Here, although MetLife did not falsely promise plaintiff that it was quoting her the "best and lowest" premium for a policy on Shekira's life, the complaint alleges that, through its policy illustrations and other allied documents, MetLife misled plaintiff into believing that her granddaughter's non-smoking status was going to provide her with a benefit in the premium structure. We are mindful that MetLife argues that its policy-related documents and its interactions with plaintiff conveyed no such promise or reasonable expectation. That disagreement is something that should be addressed in a more plenary manner after discovery has been completed. Plaintiff received the premium rate that it quoted, but that begs the question of whether she was misled in agreeing to that rate.

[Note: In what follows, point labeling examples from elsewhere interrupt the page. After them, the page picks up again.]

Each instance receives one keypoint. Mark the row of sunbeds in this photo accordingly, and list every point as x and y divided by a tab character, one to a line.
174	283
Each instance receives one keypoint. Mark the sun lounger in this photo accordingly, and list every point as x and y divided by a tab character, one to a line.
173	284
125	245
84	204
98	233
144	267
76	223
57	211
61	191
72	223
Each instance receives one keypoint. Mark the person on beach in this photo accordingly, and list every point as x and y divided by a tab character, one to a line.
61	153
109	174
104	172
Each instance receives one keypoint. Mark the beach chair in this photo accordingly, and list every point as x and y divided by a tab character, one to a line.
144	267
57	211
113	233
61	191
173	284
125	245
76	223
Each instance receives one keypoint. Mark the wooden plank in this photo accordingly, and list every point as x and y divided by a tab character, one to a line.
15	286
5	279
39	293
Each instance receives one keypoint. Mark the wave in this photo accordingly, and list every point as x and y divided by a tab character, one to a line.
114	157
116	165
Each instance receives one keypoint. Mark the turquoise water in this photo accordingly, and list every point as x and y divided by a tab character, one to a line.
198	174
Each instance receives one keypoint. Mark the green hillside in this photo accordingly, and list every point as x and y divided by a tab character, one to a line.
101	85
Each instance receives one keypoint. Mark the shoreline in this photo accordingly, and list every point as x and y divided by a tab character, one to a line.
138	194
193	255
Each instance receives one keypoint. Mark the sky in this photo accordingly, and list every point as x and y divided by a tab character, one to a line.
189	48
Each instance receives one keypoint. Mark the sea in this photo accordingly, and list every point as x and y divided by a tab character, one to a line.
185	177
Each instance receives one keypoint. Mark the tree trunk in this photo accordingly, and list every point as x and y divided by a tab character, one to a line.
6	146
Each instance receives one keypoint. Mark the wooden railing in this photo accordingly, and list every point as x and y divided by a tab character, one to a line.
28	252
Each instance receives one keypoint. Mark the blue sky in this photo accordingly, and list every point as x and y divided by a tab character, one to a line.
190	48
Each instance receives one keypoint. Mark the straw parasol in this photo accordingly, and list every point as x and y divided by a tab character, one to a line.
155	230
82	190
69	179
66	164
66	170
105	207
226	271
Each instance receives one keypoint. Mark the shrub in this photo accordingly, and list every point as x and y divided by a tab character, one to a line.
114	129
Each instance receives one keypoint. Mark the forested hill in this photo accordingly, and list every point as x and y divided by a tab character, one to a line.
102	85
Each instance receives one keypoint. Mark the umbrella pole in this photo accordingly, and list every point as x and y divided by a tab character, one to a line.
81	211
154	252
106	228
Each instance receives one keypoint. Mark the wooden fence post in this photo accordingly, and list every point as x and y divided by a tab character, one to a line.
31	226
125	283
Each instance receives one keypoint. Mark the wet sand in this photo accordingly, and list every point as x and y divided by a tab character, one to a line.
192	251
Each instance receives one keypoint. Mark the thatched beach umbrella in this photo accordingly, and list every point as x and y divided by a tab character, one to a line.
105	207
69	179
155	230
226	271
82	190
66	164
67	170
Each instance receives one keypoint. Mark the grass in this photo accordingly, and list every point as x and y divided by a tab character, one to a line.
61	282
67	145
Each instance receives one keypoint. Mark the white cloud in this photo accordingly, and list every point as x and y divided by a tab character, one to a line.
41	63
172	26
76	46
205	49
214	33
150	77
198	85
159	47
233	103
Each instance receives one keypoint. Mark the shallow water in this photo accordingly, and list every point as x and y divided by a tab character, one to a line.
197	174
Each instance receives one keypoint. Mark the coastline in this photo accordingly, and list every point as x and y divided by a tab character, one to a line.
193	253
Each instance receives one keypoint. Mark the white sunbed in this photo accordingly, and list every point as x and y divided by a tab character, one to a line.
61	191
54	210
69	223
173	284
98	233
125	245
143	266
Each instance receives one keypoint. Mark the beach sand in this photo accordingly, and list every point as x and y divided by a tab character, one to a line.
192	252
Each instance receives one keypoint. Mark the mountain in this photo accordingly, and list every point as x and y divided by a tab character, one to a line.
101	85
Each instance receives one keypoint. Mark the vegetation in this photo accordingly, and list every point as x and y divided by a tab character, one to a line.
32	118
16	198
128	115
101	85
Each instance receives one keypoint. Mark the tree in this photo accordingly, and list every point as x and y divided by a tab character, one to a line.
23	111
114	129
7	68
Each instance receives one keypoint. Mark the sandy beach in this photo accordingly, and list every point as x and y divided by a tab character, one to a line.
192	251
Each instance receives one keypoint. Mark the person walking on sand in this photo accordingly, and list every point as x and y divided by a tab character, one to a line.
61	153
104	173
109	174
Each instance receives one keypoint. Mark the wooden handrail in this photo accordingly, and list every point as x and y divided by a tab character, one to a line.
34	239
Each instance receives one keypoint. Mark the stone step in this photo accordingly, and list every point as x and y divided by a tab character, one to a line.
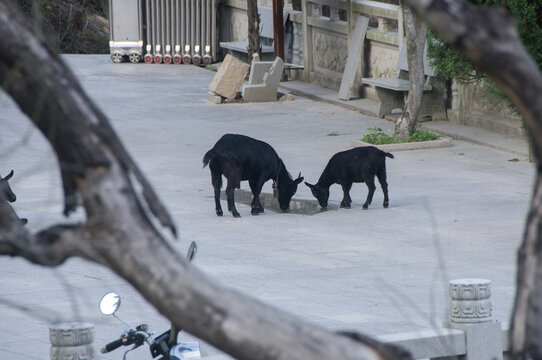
500	125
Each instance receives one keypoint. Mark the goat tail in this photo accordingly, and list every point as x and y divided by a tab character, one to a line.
390	155
208	155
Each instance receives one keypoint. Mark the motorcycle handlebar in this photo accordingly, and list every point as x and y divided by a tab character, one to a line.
112	346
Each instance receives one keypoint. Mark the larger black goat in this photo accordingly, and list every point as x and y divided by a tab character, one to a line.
360	164
238	158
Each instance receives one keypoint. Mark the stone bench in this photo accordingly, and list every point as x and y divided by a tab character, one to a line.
392	92
263	81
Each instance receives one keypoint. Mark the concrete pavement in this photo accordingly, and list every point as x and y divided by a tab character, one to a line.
454	212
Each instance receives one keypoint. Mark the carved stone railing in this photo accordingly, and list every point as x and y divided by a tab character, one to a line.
321	31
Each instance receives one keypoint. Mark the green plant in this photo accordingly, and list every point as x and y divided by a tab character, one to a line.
377	136
528	17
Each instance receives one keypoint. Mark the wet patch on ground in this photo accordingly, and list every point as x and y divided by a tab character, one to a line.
297	206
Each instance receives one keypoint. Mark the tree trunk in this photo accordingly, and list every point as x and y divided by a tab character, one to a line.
488	37
253	29
415	33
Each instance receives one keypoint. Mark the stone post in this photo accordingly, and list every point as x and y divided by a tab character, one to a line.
72	341
470	311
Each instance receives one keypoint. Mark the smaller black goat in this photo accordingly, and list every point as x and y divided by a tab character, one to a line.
6	189
8	193
360	164
238	158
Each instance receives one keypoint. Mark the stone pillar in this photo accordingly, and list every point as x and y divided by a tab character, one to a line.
470	311
72	341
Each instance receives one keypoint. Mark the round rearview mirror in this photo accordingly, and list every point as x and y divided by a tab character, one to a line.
110	303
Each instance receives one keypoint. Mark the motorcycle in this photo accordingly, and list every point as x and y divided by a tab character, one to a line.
165	345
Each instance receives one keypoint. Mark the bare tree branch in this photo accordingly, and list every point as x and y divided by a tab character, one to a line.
488	38
48	95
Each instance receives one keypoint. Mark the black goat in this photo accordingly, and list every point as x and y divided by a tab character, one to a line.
6	189
360	164
8	193
238	158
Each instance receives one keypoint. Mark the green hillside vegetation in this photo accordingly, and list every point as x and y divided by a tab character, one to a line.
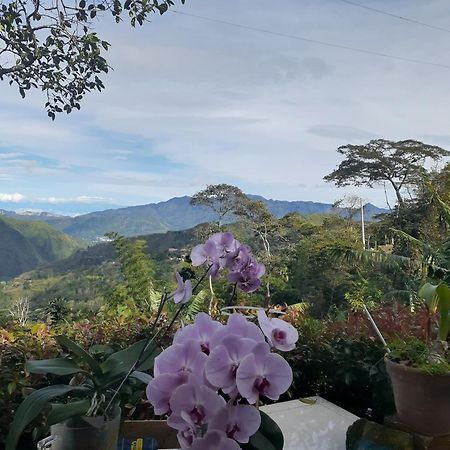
88	276
25	245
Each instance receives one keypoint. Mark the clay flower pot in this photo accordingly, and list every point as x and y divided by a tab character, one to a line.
422	400
87	433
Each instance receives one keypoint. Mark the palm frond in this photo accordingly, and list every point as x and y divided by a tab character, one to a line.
370	257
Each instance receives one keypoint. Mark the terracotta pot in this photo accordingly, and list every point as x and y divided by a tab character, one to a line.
87	433
422	400
157	429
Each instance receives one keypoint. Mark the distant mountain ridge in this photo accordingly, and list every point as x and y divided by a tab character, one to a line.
25	245
172	215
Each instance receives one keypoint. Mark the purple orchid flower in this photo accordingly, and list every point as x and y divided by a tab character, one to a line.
237	325
239	422
161	388
262	373
184	290
248	277
193	405
185	357
201	331
238	259
205	253
224	360
279	334
215	440
225	243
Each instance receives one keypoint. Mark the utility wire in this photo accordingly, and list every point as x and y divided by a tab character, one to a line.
386	13
314	41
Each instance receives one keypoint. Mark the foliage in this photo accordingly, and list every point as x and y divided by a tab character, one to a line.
25	245
344	367
138	273
223	199
92	387
52	46
417	353
398	163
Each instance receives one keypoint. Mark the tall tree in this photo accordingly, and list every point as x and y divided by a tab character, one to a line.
399	163
51	45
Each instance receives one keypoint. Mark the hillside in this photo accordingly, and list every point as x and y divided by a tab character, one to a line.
25	245
172	215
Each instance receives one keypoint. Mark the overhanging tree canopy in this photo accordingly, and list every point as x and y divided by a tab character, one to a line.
51	45
399	163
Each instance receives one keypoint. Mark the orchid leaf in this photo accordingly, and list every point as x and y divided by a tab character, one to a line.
63	411
268	437
123	360
67	343
33	405
56	366
141	376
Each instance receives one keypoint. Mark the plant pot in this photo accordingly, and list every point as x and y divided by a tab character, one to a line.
87	433
157	429
422	400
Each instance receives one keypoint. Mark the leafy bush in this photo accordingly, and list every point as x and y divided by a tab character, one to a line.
342	361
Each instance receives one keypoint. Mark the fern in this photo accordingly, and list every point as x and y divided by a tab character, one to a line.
198	304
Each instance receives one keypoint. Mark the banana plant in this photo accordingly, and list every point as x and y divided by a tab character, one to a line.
437	299
95	383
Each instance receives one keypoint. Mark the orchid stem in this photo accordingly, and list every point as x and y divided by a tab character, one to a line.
152	337
233	294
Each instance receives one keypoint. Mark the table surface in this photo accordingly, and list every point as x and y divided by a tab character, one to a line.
311	424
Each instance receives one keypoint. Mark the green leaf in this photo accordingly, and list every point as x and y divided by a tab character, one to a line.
141	376
100	349
123	360
63	411
67	343
428	293
32	406
269	436
56	366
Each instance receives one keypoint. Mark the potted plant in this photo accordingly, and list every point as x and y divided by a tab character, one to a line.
85	412
92	396
420	370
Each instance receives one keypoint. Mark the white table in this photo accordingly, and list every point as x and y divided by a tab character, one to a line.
313	425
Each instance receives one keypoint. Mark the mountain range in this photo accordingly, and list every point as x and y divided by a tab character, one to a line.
25	245
171	215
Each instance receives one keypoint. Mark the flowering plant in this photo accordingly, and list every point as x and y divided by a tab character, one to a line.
211	378
207	382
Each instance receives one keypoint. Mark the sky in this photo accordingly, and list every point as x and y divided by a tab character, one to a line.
192	102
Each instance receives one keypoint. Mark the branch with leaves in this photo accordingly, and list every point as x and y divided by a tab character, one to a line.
51	45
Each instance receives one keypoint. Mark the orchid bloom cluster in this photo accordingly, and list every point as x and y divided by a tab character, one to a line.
210	378
222	251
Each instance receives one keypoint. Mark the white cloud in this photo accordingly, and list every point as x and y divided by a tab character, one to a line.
10	155
80	199
238	106
16	197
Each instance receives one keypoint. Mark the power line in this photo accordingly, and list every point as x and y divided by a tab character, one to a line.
314	41
405	19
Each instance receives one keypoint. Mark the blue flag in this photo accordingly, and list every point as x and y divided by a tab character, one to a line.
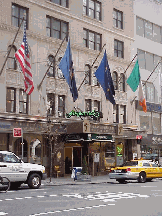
103	75
66	66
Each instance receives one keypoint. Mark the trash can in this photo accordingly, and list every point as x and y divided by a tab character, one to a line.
75	170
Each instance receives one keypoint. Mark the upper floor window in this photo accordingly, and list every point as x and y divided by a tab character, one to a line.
56	28
63	3
118	48
23	102
51	104
91	39
11	100
115	113
92	8
18	12
147	60
51	72
59	72
115	80
11	62
122	82
61	106
118	19
123	114
148	30
88	106
88	74
95	80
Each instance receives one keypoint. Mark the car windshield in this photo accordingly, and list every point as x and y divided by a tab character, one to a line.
130	163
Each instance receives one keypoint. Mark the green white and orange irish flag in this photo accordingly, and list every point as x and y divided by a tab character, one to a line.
142	100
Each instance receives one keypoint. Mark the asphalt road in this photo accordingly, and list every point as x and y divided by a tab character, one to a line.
131	199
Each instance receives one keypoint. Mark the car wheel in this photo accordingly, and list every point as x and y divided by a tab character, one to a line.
15	185
121	181
34	181
142	177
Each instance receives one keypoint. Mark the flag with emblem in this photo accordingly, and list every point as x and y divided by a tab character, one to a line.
22	55
66	66
103	75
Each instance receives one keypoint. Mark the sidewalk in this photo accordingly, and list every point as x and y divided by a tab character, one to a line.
70	181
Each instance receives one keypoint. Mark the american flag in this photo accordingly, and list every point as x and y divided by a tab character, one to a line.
22	55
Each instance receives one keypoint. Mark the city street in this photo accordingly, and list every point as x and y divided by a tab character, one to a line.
85	199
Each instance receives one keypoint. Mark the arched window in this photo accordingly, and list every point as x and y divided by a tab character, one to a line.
59	72
51	72
95	80
11	62
87	74
122	82
115	80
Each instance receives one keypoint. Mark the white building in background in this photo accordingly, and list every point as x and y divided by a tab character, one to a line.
148	45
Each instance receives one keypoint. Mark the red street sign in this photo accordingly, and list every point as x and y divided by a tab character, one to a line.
138	137
17	132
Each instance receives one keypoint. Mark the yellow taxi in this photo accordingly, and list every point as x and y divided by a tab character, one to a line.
140	170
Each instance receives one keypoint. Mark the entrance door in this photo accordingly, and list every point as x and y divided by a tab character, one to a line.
68	160
77	152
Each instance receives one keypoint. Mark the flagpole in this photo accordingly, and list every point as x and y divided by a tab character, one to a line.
148	78
39	86
91	67
11	47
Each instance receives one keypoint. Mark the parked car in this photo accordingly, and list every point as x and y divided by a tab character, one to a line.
140	170
18	172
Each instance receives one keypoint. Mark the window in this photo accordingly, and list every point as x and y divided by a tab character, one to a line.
56	28
115	80
148	30
23	102
51	72
118	49
63	3
11	100
118	19
88	105
123	114
51	104
59	72
122	82
95	80
91	40
97	105
92	9
88	75
11	62
18	13
115	114
61	106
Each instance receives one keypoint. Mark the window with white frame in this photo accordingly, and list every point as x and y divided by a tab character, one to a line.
18	12
51	104
11	100
148	30
56	28
87	74
118	19
61	106
91	39
51	72
63	3
23	102
11	61
92	8
123	114
88	106
115	113
115	80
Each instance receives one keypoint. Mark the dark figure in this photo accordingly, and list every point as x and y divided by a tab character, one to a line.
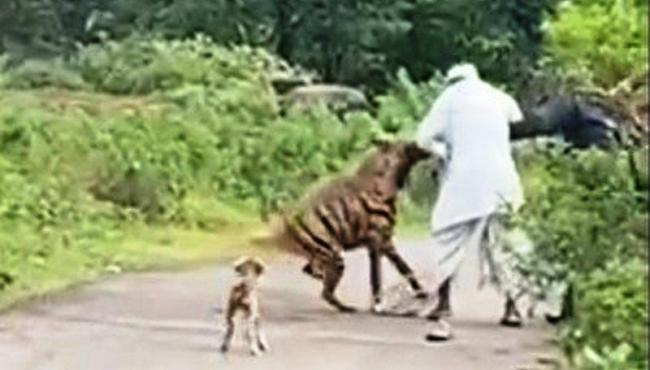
580	124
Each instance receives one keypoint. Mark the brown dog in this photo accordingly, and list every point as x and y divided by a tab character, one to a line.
244	298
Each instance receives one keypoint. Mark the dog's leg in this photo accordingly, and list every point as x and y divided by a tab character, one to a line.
251	336
227	338
262	343
406	271
333	273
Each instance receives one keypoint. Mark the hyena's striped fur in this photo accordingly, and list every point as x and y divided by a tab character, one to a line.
358	211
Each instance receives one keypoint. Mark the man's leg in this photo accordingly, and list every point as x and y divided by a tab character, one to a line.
443	307
451	245
501	272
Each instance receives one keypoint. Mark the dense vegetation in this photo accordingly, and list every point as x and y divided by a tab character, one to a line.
356	42
102	131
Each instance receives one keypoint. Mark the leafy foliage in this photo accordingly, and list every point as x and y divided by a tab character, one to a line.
589	227
607	40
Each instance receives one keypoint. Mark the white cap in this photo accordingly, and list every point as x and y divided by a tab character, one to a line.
461	72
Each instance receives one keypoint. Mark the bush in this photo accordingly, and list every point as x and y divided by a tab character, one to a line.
610	331
589	228
606	39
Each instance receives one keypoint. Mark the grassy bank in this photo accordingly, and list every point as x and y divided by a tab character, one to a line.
138	248
150	153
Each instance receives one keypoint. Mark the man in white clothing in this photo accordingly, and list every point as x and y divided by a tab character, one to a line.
468	127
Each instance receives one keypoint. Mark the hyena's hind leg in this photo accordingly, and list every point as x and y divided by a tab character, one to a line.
405	270
332	274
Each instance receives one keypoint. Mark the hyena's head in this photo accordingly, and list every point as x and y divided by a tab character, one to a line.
250	267
392	161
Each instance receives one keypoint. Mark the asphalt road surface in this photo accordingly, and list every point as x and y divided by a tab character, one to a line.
166	320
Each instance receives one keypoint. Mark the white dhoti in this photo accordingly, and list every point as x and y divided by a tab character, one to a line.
483	239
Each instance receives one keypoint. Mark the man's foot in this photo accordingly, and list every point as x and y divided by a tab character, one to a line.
442	310
511	322
439	331
512	317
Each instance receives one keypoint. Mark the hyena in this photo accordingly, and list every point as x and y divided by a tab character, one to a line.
352	212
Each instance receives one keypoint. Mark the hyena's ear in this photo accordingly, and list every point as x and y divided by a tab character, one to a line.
381	144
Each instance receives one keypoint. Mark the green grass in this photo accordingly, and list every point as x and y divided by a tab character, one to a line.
138	248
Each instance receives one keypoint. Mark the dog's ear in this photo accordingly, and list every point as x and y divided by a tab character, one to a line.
414	152
240	264
259	266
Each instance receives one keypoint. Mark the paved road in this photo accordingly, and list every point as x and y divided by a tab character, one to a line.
164	320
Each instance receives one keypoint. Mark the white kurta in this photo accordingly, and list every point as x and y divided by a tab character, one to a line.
469	126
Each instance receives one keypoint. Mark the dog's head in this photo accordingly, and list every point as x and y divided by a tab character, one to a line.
249	267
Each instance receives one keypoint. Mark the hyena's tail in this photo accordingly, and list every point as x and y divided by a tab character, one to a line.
277	235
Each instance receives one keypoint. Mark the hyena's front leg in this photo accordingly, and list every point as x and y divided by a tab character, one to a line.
333	272
375	279
404	270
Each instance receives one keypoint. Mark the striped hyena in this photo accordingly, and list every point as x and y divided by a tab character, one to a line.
352	212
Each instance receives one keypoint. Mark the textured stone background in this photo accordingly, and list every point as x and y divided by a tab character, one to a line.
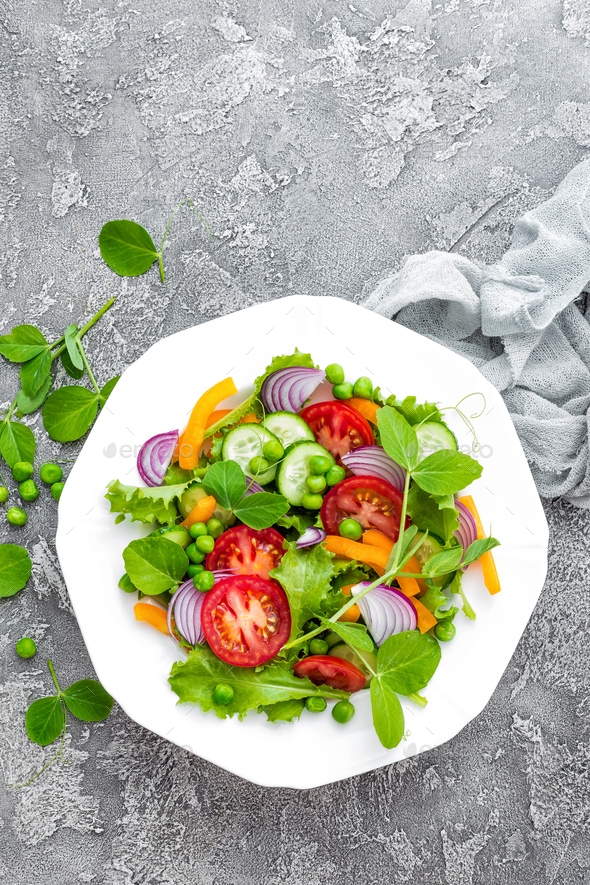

We do not find dispositive the published and unpublished*fn2 cases cited to us that were brought against MetLife and other insurers in other forums, which have challenged similar rate classifications. See Ross v. Metropolitan Life Ins. Co., No. 07-4651, 2008 U.S. App. LEXIS 23906 (3d Cir. Pa. Oct. 28, 2008) (granting MetLife summary judgment dismissing plaintiff's challenges to the insurer's juvenile risk classification combining smokers with non-smokers); Alleman v. State Farm Life Ins. Co., 508 F. Supp. 2d 452, 453 (W.D. Pa. 2007) (denying summary judgment, in a case against another insurer with a similar blended risk classification, on plaintiff's constructive fraud and unjust enrichment claims, without prejudice, pending additional discovery); see also Richards v. AXA Equitable Life Ins. Co., 2007 U.S. Dist. LEXIS 78052 (S.D.N.Y. Oct. 18, 2007) (denying, in a case challenging the insurer's use of aggregate mortality rates for juveniles, the insurer's motion to dismiss as to breach of contract but granting dismissal as to fraudulent misrepresentation, fraudulent concealment and unjust enrichment); Thompson v. Am. Gen. Life & Accident Ins. Co., 404 F. Supp. 2d 1023, 1027 (M.D. Tenn. 2005) (denying, in another aggregate mortality rate case, the insurer's motion to dismiss as to breach of contract but granting it as to breach of fiduciary duty and constructive fraud and unjust enrichment).

None of those cited cases were litigated under the CFA, which, among other things, does not require proof of actual reliance upon the alleged misrepresentations. See N.J.S.A. 56:8-2; see also Byrne v. Weichert Realtors, 290 N.J. Super. 126, 136 (App. Div. 1996). Further, in two of those out-of-state cases, Richards, supra, and Thompson, supra, the courts recognized that at least some of the plaintiff's claims were sufficiently viable to withstand a motion to dismiss, and in Alleman, supra, the court maintained the non-contractual claims pending further discovery.

Lastly, we discern no basis to adopt, particularly at the pleadings stage, MetLife's argument that plaintiff's cause of action is barred by the parol evidence rule. The parol evidence rule does not apply to claims alleging, as here, fraud in the inducement of a contract. Filmlife, Inc. v. Mal "z" Ena, Inc. 251 N.J. Super. 570, 573 (App. Div. 1991). The actual timing of the policy illustrations in this case is something that should be sorted out in discovery. Moreover, the provision of the illustrations before the ten-day cancellation period expired may suffice to justify the court's consideration of those proofs. We also note that the quasi-fiduciary relationship between MetLife as an insurer and plaintiff as an insured may also bear upon the applicability of the parol evidence bar. See Allen v. Metropolitan Life Ins. Co., 44 N.J. 294, 305 (1965). We defer an assessment of the parol evidence issue until after a fuller record has been developed in discovery.

The trial court's order of dismissal is consequently vacated, and the case is remanded for discovery and other further proceedings consistent with this opinion. Our disposition does not foreclose renewed consideration of the substantive issues on a motion for summary judgment after discovery, including expert discovery, has been completed.